We limit ourselves to two classes of outputs y_i and assign these classes the values y_i = \pm 1 . In a p -dimensional space of say p features we have a hyperplane defines as b+wx_1+w_2x_2+\dots +w_px_p=0. If we define a matrix \boldsymbol{X}=\left[\boldsymbol{x}_1,\boldsymbol{x}_2,\dots, \boldsymbol{x}_p\right] of dimension n\times p , where n represents the observations for each feature and each vector x_i is a column vector of the matrix \boldsymbol{X} , \boldsymbol{x}_i = \begin{bmatrix} x_{i1} \\ x_{i2} \\ \dots \\ \dots \\ x_{ip} \end{bmatrix}. If the above condition is not met for a given vector \boldsymbol{x}_i we have b+w_1x_{i1}+w_2x_{i2}+\dots +w_px_{ip} >0, if our output y_i=1 . In this case we say that \boldsymbol{x}_i lies on one of the sides of the hyperplane and if b+w_1x_{i1}+w_2x_{i2}+\dots +w_px_{ip} < 0, for the class of observations y_i=-1 , then \boldsymbol{x}_i lies on the other side.
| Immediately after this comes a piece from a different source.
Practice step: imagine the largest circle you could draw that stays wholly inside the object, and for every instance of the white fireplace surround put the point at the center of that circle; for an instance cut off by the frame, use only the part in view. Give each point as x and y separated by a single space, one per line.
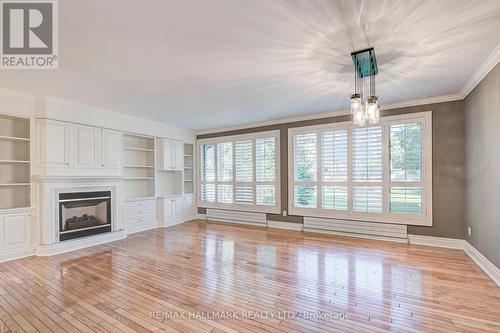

Equivalently, for the two classes of observations we have y_i\left(b+w_1x_{i1}+w_2x_{i2}+\dots +w_px_{ip}\right) > 0.
When we try to separate hyperplanes, if it exists, we can use it to construct a natural classifier: a test observation is assigned a given class depending on which side of the hyperplane it is located.